# HW2 - Data From The Web

## 1. Web Scraping 

We will first write all functions needed to extract the data from the websites and demonstrate how they work. Then we will complete the assignment using them.

In [1]:
import requests as rq
import numpy as np
from bs4 import BeautifulSoup
import pandas as pd
import seaborn
import pickle
%matplotlib inline

TOP_UNI_URL = 'https://www.topuniversities.com'
TIMES_URL = 'https://www.timeshighereducation.com'

### 1.1 Top Universities Website

After a quick look with Postman on the webside, we realised that the ranking table data were not given on the page but retrived and added with a script on a json file. We then had to directly get this file to obtain the information we need for this assignment.

In [2]:
TOP_WORLD_RANKING_FILE = TOP_UNI_URL + '/sites/default/files/qs-rankings-data/357051.txt'
ranking_top_uni = rq.get(TOP_WORLD_RANKING_FILE).json().get('data')

The file returned by the request is a simple json object with the list of universities ordered by rank after the 'Data' tag.

In [3]:
top_unis = []
for uni in ranking_top_uni[:200]:
    top_unis.append({'Name' : uni.get('title'), 'Rank' : uni.get('rank_display'), 
                     'Country' : uni.get('country'), 'Region' : uni.get('region'), 'Url' : uni.get('url')})
print(top_unis[:5])

[{'Name': 'Massachusetts Institute of Technology (MIT)', 'Rank': '1', 'Country': 'United States', 'Region': 'North America', 'Url': '/universities/massachusetts-institute-technology-mit'}, {'Name': 'Stanford University', 'Rank': '2', 'Country': 'United States', 'Region': 'North America', 'Url': '/universities/stanford-university'}, {'Name': 'Harvard University', 'Rank': '3', 'Country': 'United States', 'Region': 'North America', 'Url': '/universities/harvard-university'}, {'Name': 'California Institute of Technology (Caltech)', 'Rank': '4', 'Country': 'United States', 'Region': 'North America', 'Url': '/universities/california-institute-technology-caltech'}, {'Name': 'University of Cambridge', 'Rank': '5', 'Country': 'United Kingdom', 'Region': 'Europe', 'Url': '/universities/university-cambridge'}]

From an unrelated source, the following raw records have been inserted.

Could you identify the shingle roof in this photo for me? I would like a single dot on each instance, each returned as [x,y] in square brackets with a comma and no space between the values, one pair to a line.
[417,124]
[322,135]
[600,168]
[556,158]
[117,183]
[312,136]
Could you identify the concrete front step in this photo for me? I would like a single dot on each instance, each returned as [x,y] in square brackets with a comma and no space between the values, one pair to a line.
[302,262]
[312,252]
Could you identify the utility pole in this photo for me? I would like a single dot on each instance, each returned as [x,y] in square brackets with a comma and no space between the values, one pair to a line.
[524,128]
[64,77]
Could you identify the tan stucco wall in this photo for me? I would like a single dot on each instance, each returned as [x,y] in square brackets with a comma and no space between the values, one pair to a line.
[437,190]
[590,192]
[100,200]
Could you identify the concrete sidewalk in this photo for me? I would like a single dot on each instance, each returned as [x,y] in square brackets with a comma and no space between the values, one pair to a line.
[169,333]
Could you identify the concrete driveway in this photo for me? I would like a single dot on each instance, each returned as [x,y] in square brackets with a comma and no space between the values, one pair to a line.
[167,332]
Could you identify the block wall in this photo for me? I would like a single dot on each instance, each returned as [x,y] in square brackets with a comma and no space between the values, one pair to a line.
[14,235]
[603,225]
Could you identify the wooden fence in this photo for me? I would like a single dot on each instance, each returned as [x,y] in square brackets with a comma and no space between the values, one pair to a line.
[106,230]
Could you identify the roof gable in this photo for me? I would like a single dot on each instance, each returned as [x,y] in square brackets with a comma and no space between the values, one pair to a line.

Here are the functions to obtain the amount of faculty members (total & international) and students (total & international)

In [5]:
def get_num_members(soup):
    return int(soup.find('div', class_='total faculty').find('div', class_='number').text.strip().replace(',', '')),\
           int(soup.find('div', class_='inter faculty').find('div', class_='number').text.strip().replace(',', ''))

In [6]:
page = rq.get(TOP_UNI_URL + '/universities/ecole-polytechnique-fédérale-de-lausanne-epfl')
soup = BeautifulSoup(page.text, 'html.parser')
tot, inter = get_num_members(soup)
print('EPFL number of faculty members (total, international:)', tot, inter)

EPFL number of faculty members (total, international:) 1695 1300


In [7]:
def get_num_students(soup):
    return int(soup.find('div', class_='total student').find('div', class_='number').text.strip().replace(',', '')),\
           int(soup.find('div', class_='total inter').find('div', class_='number').text.strip().replace(',', ''))

In [8]:
tot, inter = get_num_students(soup)
print('EPFL number of students (total, international:', tot, inter)

EPFL number of students (total, international: 10343 5896


In [10]:
problematic_uni = []
for uni in top_unis:
    page = rq.get(TOP_UNI_URL + uni['Url'])
    soup = BeautifulSoup(page.text, 'html.parser')
    try:
        tot_mem, inter_mem = get_num_members(soup)
        tot_stud, inter_stud = get_num_students(soup)
        uni['Tot_Mem'] = tot_mem
        uni['Inter_Mem'] = inter_mem
        uni['Tot_Stud'] = tot_stud
        uni['Inter_Stud'] = inter_stud
    except AttributeError: 
        problematic_uni.append(top_unis.index(uni))
        print('Could not fetch data from:', uni['Name'])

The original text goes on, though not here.